The event is being billed as a “working visit” rather than a fully-fledged state visit, meaning less elaborate protocol.

But it is proving controversial, with at least one Facebook page launched the same day calling for anti-Putin protests when he arrives.

For their part, EU leaders, including Orban, at a summit last March said in their conclusions that “member states will not hold bilateral regular summits [with Russia] for the time being”.

The diplomatic sanction came after Russia annexed Crimea.

But the crisis quickly got worse with Russia’s covert invasion of east Ukraine.

It got worse again on the eve of Szijjarto’s announcement, with the US ambassador to Ukraine, Geoffrey Pyatt, telling the BBC on Tuesday that “Russian [military] equipment” in the past 48 hours is being massed in south-east Ukraine in what he called a “significant escalation”.

Pariah status

Hungarian diplomatic sources downplayed the severity of the EU ban in comments to EUobserver.

They noted that EU leaders keep meeting with Putin despite his pariah status.
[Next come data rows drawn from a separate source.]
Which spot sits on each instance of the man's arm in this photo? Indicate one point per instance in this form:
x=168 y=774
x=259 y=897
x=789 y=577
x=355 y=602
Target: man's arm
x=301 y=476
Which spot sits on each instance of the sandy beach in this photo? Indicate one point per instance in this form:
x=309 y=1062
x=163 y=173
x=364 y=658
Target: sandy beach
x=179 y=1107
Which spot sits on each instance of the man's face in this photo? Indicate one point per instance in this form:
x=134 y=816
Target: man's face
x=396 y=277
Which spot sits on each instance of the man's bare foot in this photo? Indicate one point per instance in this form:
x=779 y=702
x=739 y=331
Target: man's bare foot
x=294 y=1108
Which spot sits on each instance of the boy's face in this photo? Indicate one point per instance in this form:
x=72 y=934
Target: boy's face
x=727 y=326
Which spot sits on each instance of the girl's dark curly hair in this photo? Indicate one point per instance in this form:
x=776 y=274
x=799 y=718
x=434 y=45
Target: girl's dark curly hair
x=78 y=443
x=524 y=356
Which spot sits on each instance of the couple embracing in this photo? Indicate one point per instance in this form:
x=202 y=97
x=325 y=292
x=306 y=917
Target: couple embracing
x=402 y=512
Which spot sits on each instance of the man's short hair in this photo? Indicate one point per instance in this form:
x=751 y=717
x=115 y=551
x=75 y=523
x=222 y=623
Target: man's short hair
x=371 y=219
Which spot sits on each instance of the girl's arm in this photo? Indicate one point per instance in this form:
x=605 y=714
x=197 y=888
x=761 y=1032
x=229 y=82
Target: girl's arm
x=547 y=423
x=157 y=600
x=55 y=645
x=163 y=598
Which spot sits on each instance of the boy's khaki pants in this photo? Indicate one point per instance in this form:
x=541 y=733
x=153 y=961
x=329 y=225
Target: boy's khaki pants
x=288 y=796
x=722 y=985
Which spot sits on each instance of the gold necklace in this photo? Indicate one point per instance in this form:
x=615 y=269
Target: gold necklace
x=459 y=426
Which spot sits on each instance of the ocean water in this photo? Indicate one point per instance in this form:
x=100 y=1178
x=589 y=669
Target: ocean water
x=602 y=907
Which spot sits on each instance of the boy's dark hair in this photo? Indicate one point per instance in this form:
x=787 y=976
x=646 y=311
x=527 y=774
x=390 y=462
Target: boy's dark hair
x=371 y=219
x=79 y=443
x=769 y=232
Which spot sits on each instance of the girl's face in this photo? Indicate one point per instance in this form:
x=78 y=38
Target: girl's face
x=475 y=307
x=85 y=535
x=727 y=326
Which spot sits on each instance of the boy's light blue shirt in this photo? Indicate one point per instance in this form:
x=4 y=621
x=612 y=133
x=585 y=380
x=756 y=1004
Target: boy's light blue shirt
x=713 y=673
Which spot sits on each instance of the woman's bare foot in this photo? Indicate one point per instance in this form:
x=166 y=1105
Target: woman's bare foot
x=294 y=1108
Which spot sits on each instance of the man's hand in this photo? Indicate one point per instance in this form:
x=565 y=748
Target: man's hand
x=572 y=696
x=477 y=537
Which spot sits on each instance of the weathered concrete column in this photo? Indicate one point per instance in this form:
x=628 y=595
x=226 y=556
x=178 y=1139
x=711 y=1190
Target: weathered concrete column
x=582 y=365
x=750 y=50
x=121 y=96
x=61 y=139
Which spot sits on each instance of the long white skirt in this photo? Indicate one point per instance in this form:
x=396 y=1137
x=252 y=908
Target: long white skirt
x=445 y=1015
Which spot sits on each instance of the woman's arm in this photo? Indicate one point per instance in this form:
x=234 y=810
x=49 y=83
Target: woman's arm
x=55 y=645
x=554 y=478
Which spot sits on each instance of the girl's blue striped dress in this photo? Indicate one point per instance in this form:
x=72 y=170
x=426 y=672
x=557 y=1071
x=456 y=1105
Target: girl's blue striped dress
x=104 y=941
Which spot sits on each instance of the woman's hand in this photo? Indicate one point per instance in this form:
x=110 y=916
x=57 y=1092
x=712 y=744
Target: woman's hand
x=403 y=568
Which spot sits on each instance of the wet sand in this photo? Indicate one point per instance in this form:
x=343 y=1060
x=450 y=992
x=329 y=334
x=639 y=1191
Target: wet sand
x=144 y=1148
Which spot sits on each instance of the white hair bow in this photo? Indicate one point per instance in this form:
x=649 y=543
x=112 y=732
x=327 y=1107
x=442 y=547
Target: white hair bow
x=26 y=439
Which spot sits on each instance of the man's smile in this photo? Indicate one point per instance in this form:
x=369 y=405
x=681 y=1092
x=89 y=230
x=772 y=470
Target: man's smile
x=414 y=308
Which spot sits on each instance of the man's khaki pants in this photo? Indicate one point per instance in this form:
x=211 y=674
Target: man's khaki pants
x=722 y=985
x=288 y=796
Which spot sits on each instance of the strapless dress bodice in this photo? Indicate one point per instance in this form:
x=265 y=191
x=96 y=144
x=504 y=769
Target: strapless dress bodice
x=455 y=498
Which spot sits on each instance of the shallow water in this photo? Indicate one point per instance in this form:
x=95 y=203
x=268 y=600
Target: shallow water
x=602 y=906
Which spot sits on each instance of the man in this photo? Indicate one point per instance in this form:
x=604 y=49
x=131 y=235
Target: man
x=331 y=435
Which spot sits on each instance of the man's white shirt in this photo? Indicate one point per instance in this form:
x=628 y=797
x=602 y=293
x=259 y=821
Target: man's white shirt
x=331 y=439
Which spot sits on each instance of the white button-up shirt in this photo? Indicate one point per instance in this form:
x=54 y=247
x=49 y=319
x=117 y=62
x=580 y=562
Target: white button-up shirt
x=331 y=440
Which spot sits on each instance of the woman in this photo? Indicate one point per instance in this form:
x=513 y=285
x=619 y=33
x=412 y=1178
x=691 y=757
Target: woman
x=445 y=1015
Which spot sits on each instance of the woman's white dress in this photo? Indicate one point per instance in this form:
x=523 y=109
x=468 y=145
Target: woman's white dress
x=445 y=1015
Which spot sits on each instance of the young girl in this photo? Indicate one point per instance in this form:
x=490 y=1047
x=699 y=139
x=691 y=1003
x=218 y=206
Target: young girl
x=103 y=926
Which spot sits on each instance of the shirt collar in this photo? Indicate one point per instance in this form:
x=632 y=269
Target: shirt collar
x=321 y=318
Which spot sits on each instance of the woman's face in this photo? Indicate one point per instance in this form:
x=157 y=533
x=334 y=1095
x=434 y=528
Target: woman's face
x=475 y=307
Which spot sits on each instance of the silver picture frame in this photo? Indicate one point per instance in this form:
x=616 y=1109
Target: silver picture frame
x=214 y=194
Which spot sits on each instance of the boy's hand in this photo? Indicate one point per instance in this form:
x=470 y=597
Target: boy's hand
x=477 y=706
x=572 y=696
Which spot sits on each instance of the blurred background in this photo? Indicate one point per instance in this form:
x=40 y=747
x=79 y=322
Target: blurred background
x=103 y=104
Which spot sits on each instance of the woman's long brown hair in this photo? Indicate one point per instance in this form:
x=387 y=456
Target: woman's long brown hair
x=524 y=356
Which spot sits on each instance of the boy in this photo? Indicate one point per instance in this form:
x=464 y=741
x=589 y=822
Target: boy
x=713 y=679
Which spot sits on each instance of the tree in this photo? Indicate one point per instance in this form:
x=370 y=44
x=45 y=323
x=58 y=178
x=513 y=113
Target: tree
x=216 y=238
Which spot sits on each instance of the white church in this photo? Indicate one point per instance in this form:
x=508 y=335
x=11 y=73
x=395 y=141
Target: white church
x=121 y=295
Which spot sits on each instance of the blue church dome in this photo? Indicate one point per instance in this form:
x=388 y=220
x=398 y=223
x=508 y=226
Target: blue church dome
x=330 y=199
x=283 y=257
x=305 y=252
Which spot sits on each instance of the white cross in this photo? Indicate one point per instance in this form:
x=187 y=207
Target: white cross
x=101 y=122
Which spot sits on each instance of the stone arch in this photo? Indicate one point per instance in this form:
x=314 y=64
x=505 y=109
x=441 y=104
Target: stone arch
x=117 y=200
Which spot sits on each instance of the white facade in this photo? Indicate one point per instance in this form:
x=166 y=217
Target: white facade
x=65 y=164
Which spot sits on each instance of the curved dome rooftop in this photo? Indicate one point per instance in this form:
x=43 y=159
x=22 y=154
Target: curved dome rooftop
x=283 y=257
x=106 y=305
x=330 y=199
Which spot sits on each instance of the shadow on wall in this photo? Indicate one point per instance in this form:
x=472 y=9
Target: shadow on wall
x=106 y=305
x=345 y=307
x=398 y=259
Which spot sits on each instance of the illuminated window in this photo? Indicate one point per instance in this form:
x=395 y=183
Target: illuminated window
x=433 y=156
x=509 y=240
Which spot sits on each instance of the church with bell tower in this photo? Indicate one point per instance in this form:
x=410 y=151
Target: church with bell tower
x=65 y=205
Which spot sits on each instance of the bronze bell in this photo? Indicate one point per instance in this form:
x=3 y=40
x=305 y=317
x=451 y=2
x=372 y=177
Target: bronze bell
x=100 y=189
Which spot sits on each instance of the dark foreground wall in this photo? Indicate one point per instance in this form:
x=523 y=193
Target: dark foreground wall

The Austrian chancellor invited him to Vienna last June and the Finnish president met him in Sochi, in south-west Russia, in August.

British, Italian, and German leaders also met him in the margins of international events in France, Italy, and Australia, or, as in the case of French president Francois Hollande, in a stop-over at a Moscow airport.

Hungarian diplomats said the 17 February event is not a “regular” summit on Hungary-Russia ties, but a “special” event based on Hungary’s proximity to the Ukraine conflict.

They added that Orban is co-ordinating diplomacy with fellow EU leaders: German chancellor Angela Merkel will visit Budapest on 2 February, while Orban will go to Warsaw and Kiev before meeting Putin.

The EU institutions also showed sympathy.

“The main target of the diplomatic sanction at the time [last March] were the regular EU-Russia summits, which have been suspended”, an EU source said.

The contact added there is “no definition” of what is a “bilateral regular” summit: “We have to consider, on a case by case basis, whether any given meeting is in the spirit of the diplomatic sanctions”.

Sanctions to expire

Orban has publicly criticised EU sanctions on Russia.

He also tried to defy EU legal objections to building South Stream, a Russian gas pipeline bypassing Ukraine, before Putin abruptly cancelled the project in December.

EU sanctions on Russia will begin to expire from March onward unless there is a consensus to extend them.

EU diplomatic sources earlier told this website that Russia is targeting Hungary, Cyprus, and Italy as potential veto-wielders.

But Szijjarto, at a foreign ministers’ meeting in Brussels on Monday, toed the German line, telling press “there can be no positive change” unless Russia abides by the so-called Minsk ceasefire accords.

He added on Tuesday: “It’s in Hungary's interest to have a strong and stable neighbour, and for the conflict to be resolved through negotiations as soon as possible. For that to happen, all sides must respect the Minsk agreement”.